Em artigo nesse espaço datado de 13 de dezembro de 2011, o acadêmico de história Marcel Martins Guarezi discorreu sobre a importância de repensar heróis históricos especialmente, no caso do artigo, a figura de Garibaldi. Como italiano, logicamente estrangeiro, nos vem à lembrança outro aventureiro de fora que passou pelo período imperial deixando a marca de suas façanhas. Foi Thomas Alexander Cochrane ou Lord Cochrane, almirante britânico que aqui esteve, contratado por D. Pedro 1º (boas informações no livro 1822 de Laurentino Gomes). Estas duas figuras históricas da nação estiveram em polos opostos. Garibaldi queria fazer uma república particular e Cochrane foi contratado para assegurar a unidade nacional após a independência. Segundo a história, a fama do escocês de navegador guerreiro (encarou Napoleão Bonaparte no Mediterrâneo) levou D. Pedro 1º a contratá-lo para o comando da Armada Imperial Brasileira (Marinha de Guerra). Isto depois de algumas ações inescrupulosas do mesmo no parlamento inglês e uma brilhante passagem pelo Chile, onde auxiliou Bernardo O´Higgins na independência daquele país. Lá, a tomada das embarcações espanholas e do porto de Valdivia foi cinematográfica.
Enquanto Garibaldi tem aura de um romântico, Cochrane era um mercenário carimbado que tinha interesse unicamente em dinheiro. Só veio atender ao pedido do nosso imperador quando o mesmo lhe garantiu presas de guerra das naus apreendidas ou mesmo saques de cidades tomadas. E aqui vem a sua importância na manutenção da unidade nacional após D. Pedro 1º romper com as cortes portuguesas. Com o seu destemor e suspeitabilidade ética, foram fulminados os revoltosos do Pará, Maranhão, Bahia e Pernambuco (bem estruturados com a Confederação do Equador).

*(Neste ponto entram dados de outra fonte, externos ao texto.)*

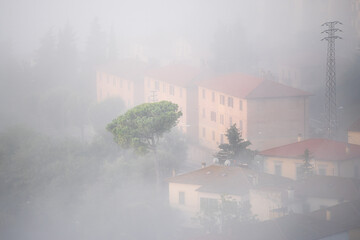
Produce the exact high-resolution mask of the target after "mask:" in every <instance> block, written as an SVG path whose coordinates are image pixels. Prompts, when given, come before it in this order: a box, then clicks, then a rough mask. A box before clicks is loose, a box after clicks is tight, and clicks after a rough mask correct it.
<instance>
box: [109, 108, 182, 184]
mask: <svg viewBox="0 0 360 240" xmlns="http://www.w3.org/2000/svg"><path fill="white" fill-rule="evenodd" d="M178 108H179V107H178V105H177V104H174V103H171V102H169V101H161V102H155V103H144V104H141V105H138V106H136V107H134V108H132V109H130V110H128V111H127V112H126V113H125V114H123V115H121V116H119V117H118V118H116V119H114V120H113V121H112V122H111V123H110V124H108V125H107V130H108V131H110V132H111V133H112V134H113V135H114V141H115V142H116V143H118V144H119V145H120V146H121V147H122V148H124V149H128V148H131V149H134V151H135V152H136V153H138V154H146V153H148V152H149V151H150V152H152V153H153V154H154V158H153V159H154V169H155V173H156V181H157V183H158V185H159V184H160V178H161V176H160V175H161V172H160V166H159V159H158V155H157V146H158V143H159V141H160V139H161V137H162V136H163V135H164V133H166V132H169V131H170V130H171V129H172V128H173V127H175V126H176V124H177V123H178V119H179V118H180V117H181V116H182V113H181V111H179V110H178Z"/></svg>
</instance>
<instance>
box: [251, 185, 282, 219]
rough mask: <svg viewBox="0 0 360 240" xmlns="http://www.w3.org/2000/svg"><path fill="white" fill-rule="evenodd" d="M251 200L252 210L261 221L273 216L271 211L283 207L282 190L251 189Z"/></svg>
mask: <svg viewBox="0 0 360 240" xmlns="http://www.w3.org/2000/svg"><path fill="white" fill-rule="evenodd" d="M249 201H250V203H251V212H252V213H253V214H254V215H256V218H257V219H258V220H260V221H265V220H269V219H270V218H271V216H270V211H271V210H274V209H279V208H281V207H282V201H281V192H280V191H266V190H259V189H251V190H250V193H249Z"/></svg>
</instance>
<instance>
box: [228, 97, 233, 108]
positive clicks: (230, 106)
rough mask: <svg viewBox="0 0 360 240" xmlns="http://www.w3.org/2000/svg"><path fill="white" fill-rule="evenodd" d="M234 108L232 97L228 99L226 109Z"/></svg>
mask: <svg viewBox="0 0 360 240" xmlns="http://www.w3.org/2000/svg"><path fill="white" fill-rule="evenodd" d="M233 106H234V100H233V98H232V97H228V107H233Z"/></svg>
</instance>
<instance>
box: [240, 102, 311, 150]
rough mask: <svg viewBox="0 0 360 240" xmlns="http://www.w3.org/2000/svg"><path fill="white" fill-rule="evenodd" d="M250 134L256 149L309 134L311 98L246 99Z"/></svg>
mask: <svg viewBox="0 0 360 240" xmlns="http://www.w3.org/2000/svg"><path fill="white" fill-rule="evenodd" d="M247 111H248V113H247V138H248V140H250V142H251V143H252V145H253V148H255V149H257V150H264V149H268V148H272V147H277V146H281V145H285V144H289V143H294V142H296V141H297V138H298V136H299V134H301V135H302V137H304V138H306V137H307V135H308V100H307V98H304V97H292V98H266V99H253V100H248V101H247Z"/></svg>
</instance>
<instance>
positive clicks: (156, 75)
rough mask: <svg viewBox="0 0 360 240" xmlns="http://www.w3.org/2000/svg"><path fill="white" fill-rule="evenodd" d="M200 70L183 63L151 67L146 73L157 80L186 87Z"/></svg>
mask: <svg viewBox="0 0 360 240" xmlns="http://www.w3.org/2000/svg"><path fill="white" fill-rule="evenodd" d="M202 72H203V71H202V69H200V68H196V67H192V66H188V65H183V64H173V65H168V66H165V67H160V68H156V69H152V70H150V71H149V72H148V73H147V74H146V75H147V76H149V77H151V78H153V79H156V80H159V81H164V82H167V83H171V84H174V85H177V86H182V87H187V86H189V85H190V84H191V83H194V82H195V80H197V77H199V76H200V75H201V74H202Z"/></svg>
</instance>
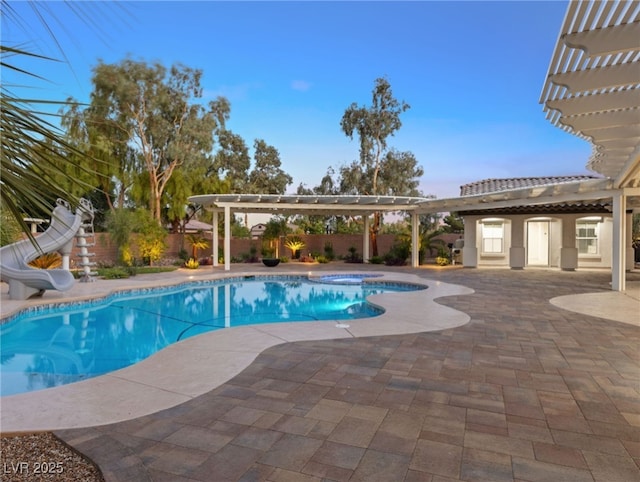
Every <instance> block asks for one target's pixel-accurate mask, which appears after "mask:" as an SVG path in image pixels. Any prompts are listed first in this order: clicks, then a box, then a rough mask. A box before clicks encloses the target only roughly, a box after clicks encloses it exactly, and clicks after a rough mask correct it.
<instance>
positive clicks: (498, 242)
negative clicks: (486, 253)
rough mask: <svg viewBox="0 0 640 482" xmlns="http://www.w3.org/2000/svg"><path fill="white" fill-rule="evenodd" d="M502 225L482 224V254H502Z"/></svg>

É nesse ponto que vilão e herói se sobrepõem. Sua participação foi decisiva para que o Brasil não se visse transformado em uma sucessão de repúblicas, como aconteceu com a América Latina espanhola. Somos a quinta economia do planeta porque nosso território é amplo e, como consequência, o setor primário – responsável por esta colocação – é forte e deverá ser imbatível no futuro.

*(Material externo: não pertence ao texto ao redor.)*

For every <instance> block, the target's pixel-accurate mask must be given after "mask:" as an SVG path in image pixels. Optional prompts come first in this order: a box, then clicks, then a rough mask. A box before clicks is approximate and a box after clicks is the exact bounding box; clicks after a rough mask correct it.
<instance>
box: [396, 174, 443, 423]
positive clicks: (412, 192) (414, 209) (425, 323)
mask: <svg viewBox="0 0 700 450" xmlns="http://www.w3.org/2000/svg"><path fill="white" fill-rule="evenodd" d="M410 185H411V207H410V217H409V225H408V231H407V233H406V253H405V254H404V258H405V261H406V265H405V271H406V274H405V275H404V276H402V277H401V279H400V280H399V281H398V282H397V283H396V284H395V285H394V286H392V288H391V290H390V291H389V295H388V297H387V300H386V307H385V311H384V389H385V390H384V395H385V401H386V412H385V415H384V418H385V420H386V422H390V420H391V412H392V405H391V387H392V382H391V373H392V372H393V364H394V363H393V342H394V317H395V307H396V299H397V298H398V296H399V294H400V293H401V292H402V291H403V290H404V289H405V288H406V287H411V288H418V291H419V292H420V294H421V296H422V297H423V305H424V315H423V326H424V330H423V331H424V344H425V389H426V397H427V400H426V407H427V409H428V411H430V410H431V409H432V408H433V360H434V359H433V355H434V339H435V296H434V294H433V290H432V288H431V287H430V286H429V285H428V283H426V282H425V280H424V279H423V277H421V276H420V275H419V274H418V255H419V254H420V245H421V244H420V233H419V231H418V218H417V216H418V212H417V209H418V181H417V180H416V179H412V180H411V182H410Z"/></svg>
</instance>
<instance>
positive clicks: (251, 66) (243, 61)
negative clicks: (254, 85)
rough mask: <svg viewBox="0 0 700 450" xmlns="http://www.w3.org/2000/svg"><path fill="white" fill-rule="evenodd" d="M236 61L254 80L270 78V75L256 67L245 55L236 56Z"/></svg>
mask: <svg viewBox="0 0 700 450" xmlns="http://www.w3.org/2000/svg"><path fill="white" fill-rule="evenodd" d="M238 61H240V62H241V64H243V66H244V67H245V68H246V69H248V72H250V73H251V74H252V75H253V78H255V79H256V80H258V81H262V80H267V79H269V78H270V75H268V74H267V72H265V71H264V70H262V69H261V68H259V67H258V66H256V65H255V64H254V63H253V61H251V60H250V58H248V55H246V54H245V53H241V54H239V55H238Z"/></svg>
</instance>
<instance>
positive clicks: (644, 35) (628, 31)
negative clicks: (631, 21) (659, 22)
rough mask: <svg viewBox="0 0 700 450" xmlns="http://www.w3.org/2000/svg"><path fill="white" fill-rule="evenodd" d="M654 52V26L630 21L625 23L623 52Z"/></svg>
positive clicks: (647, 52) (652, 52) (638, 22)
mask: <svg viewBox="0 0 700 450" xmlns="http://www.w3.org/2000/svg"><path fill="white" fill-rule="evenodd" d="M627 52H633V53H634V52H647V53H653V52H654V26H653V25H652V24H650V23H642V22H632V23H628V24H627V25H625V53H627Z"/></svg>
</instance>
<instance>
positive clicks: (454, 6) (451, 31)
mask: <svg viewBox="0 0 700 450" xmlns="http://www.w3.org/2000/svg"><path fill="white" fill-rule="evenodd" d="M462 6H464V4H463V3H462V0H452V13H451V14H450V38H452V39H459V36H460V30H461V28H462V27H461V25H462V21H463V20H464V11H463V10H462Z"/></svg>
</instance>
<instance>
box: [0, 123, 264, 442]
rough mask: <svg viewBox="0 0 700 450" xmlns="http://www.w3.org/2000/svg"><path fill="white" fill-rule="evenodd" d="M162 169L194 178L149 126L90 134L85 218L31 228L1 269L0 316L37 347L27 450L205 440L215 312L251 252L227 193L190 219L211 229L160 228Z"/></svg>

Voltando ao romantismo de Garibaldi e comparando com o corsário escocês vemos que o segundo tem mais bagagem aventureira. Do que se sabe, Garibaldi era mau navegador, pois encalhou o batelão Rio Pardo nas areias da Praia do Campo Bom, em Jaguaruna. Teria sobrevivido nadando até a costa, o que é pouco provável, pois o encalhe desse tipo de batelão já acontece com água pelo joelho. Quando muito, molhou parte da roupa. Na famosa Tomada de Laguna, teve que recuar levando a mulher de um humilde sapateiro, procedimento inimaginável de Cochrane.
Como pode ser visto, o estudante Marcel tem razão.